Earlier this year a research-based report entitled “What’s next for ITIL and Service Management” was produced by the Service Futures Group (www.service-futures.org). It stated that “ITIL implementation is largely influenced by the perception, motives and attitudes of those involved. ITIL is less likely to be successful if it is implemented purely as a way of managing processes and far more likely to be successful if it is implemented as an initiative to change the entire ethos of the IT Department and to deliver benefits to the organisation as a whole”.

The areas that need attention for ITIL to be adopted successfully are people, process
and product. Organisations frequently focus on process and product, but the people aspect is often restricted to ITIL foundation training for IT staff, with little emphasis on the need to adopt a service ethos. Without sufficient attention to people, some ‘quick wins’ can be missed entirely – I call it applying the ‘human touch’.

People are key to differentiating between perceived success and failure. Changing the service ethos of the IT Department is about making the customer feel in control of the business, with IT providing services at their request and in an appropriate manner and language.

Remember that people (your service desk staff) provide the customer with the first impression of service and establish the baseline for service quality. People take ownership of issues and take action to avoid service degradation. People review trends in service performance and establish meaningful metrics. People also coach staff on performance to goals.

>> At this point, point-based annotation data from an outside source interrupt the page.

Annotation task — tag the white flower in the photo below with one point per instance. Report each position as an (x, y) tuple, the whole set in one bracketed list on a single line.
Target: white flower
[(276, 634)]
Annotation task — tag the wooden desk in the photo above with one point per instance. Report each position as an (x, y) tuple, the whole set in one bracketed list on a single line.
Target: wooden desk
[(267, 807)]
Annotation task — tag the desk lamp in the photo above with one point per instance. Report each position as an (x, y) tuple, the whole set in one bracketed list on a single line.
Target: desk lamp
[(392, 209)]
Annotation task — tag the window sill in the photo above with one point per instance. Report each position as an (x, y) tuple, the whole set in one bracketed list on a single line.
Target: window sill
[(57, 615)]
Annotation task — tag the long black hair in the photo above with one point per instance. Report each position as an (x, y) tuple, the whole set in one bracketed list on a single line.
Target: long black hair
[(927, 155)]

Too often service desk mentality sees customers and consumers of services as potential problem providers. The staff that man service desks respond to problems and incidents and are typically trained by and part of the IT infrastructure. The understanding of the business departments that the service desk supports is all too often very limited. This needs to be reversed with a high percentage of the staff in direct service functions having real knowledge of the business and IT management continually refining the support processes so that they are business driven.

The new V3 release of ITIL has moved much closer to embracing business value but it still uses acronyms and terms that the business does not immediately relate to. Delivering
service with a ‘human touch’ requires that the service teams embrace the business language and fully understand the needs of their customers.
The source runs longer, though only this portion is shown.